Loop Art Fair, which takes place in Barcelona every May, is dedicated to selling video art, and it is interesting to see the ways in which gallerists package video to create an object to sell. Intriguing anomalies emerge. A film that can be downloaded from the internet, or that costs €30 on a compilation DVD from, for example, talentsvideo.com, could be sold to a museum or collector for €25,000; the higher price gives the purchaser permission to show the work publicly. The collector and the museum are also subscribing to the idea of supporting the artist in making their work by buying it.

All video art is not simply a record of performances, but with both video and performance there is the continuing problem of quality.

Nicholas Penny, the director of the National Gallery in London, says in the current issue of Frieze Masters magazine that “the art form I don’t relate to – I’d put it more strongly actually – is video because it seems to me so often merely to be an incompetent form of film, made with the excuse that it is untainted by the professionalism associated with the entertainment industry. I’m not very impressed by conceptual art nor very often by performance art.”

He’s right, of course.
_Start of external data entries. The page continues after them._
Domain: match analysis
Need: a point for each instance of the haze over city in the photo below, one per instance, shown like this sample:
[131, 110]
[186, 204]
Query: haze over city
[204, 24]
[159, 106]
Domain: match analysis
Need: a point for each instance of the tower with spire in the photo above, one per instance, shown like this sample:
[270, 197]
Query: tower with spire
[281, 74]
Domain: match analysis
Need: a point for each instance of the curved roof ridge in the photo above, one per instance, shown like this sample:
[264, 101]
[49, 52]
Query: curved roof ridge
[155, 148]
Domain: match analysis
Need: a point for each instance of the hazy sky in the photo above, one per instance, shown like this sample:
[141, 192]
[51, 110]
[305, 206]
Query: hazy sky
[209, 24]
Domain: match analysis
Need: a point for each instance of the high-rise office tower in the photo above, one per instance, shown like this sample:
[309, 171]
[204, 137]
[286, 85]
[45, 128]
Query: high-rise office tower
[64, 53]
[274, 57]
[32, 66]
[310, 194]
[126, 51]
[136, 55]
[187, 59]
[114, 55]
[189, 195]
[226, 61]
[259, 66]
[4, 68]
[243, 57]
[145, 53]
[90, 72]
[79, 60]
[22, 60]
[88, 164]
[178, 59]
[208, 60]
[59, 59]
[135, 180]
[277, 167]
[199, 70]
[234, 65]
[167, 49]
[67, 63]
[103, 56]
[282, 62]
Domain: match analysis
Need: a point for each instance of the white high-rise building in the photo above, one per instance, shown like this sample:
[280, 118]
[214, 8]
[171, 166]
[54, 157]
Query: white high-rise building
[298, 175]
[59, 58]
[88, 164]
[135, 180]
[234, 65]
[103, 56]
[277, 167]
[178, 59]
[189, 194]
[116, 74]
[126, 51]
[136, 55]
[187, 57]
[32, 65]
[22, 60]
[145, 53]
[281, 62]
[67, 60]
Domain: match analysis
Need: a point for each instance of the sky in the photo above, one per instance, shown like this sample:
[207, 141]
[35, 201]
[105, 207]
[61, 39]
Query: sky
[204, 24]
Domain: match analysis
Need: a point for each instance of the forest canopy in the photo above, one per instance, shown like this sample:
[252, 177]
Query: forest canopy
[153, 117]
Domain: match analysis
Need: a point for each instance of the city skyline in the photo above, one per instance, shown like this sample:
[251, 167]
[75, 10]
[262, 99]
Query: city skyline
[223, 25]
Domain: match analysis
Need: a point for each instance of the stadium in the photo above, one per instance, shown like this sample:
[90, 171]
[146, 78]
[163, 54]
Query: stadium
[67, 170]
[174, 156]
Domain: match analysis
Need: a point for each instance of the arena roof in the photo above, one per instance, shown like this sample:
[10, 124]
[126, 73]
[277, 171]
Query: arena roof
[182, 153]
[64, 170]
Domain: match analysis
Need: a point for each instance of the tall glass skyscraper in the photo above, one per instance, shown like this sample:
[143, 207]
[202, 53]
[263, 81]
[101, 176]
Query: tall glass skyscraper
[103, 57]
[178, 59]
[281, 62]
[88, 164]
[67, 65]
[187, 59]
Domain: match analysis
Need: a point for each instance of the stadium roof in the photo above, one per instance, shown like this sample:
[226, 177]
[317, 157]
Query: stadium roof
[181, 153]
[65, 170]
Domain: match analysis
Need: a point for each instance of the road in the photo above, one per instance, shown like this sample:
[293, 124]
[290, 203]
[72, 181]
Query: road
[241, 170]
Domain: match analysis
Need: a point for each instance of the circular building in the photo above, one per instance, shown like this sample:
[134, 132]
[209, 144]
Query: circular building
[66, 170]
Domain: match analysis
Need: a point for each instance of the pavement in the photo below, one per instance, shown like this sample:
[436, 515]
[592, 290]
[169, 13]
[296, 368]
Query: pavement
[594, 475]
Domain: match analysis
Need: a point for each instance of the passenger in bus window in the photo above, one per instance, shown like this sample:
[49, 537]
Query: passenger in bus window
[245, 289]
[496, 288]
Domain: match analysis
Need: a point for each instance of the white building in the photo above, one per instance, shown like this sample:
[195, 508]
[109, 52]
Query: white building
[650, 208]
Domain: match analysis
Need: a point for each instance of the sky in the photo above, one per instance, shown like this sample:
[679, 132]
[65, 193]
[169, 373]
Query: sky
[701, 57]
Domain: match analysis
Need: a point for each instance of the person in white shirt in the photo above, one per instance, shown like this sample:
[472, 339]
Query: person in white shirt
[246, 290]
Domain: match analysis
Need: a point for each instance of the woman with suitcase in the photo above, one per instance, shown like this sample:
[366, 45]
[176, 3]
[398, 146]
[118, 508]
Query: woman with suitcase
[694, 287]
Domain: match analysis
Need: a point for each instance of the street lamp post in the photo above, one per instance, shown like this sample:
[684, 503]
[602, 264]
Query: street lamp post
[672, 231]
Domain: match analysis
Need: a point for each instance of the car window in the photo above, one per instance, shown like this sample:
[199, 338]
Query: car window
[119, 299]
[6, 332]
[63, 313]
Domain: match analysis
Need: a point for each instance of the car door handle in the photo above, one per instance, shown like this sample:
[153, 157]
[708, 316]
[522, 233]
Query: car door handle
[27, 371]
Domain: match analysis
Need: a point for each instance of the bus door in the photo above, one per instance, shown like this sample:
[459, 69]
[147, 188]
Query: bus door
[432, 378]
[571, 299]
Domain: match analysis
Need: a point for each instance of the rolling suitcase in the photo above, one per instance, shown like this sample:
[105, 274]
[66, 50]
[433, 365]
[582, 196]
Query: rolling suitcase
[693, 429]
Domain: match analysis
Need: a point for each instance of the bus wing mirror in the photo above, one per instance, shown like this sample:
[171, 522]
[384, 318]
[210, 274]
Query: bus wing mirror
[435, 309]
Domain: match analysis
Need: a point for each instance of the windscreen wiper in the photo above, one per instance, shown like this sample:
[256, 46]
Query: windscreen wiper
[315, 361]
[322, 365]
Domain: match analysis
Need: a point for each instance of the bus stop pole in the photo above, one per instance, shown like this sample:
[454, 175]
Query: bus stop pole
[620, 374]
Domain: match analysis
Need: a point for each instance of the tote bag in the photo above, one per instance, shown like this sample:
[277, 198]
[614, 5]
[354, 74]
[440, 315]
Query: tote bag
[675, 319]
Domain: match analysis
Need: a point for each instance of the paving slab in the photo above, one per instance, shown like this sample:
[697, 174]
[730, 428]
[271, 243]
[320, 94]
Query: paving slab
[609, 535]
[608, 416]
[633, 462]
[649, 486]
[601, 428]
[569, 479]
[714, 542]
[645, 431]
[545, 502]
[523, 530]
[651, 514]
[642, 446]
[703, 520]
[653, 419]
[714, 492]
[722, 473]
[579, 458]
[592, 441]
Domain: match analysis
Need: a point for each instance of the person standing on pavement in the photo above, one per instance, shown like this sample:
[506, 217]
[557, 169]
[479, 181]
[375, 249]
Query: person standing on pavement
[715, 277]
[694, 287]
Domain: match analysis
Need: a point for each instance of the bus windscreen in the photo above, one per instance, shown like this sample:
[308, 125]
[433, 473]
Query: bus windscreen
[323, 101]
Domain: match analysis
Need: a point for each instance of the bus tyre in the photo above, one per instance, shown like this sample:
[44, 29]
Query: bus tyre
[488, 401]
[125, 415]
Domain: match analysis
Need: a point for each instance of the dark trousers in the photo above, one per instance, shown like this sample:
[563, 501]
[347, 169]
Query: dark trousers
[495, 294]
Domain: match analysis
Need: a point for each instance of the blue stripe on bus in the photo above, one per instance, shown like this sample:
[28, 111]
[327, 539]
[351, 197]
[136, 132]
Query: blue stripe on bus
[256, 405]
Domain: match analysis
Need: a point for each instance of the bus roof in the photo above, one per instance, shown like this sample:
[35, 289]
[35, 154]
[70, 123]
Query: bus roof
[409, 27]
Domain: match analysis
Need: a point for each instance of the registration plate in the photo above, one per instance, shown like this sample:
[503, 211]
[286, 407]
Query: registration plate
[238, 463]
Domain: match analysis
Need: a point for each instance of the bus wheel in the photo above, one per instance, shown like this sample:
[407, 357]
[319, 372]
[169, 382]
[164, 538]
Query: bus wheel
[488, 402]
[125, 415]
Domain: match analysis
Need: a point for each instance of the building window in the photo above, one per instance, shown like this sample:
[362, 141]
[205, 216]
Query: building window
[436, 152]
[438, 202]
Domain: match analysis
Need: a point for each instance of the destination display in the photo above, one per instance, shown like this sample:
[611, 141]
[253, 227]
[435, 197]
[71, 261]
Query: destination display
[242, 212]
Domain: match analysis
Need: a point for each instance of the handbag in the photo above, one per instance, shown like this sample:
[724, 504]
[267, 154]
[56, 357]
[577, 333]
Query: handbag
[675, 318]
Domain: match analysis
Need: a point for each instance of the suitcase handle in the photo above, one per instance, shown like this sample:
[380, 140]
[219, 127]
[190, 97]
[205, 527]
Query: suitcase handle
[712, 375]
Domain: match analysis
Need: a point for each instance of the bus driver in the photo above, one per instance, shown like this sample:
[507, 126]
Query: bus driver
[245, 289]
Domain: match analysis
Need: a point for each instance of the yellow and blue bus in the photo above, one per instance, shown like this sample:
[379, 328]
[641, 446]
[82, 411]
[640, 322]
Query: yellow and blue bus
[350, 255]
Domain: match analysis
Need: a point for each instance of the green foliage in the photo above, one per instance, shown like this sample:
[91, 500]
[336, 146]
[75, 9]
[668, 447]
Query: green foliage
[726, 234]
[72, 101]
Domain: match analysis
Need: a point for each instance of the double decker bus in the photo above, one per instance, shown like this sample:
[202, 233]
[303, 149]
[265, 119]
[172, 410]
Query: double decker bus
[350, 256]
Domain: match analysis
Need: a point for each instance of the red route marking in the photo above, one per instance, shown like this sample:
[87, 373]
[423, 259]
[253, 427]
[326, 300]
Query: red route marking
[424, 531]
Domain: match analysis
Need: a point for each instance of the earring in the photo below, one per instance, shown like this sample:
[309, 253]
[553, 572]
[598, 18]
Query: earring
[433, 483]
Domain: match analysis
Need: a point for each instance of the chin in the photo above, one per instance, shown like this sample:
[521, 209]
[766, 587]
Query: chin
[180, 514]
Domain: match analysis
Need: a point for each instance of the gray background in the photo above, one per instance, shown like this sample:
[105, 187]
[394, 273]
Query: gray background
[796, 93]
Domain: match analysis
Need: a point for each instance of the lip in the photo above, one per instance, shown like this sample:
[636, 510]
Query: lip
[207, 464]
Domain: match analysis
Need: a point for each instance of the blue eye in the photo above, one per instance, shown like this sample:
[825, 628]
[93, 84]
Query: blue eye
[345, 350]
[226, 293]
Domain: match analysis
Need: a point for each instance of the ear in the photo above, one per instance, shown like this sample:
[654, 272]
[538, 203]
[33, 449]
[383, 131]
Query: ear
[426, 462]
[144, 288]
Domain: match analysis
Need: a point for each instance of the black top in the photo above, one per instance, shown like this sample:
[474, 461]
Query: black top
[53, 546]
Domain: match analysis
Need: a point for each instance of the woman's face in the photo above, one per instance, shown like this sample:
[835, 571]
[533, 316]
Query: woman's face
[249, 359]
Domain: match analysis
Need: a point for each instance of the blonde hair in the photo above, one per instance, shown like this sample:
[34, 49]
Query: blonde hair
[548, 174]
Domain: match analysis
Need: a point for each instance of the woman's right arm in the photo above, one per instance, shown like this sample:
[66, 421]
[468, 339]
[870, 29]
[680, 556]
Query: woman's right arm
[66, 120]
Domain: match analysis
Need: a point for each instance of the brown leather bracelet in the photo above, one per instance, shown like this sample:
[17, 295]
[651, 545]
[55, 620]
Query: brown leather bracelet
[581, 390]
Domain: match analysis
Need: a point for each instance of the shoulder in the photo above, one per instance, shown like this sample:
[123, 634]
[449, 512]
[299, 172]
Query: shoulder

There is a great deal of bad video and bad performance art about, and Niamh Murphy, an organiser of next week’s Dublin Live Art Festival, agrees. One of the problems is that with painting and sculpture, the market plays a large part in deciding what is recognised as art and what isn’t, and has been fundamental to developing a consensus around art for centuries. Subtract that system and you’re left with the network of curators, collectors and museum directors. Take them away too, because a great deal of performance can’t be collected, and you’re left with personal judgment.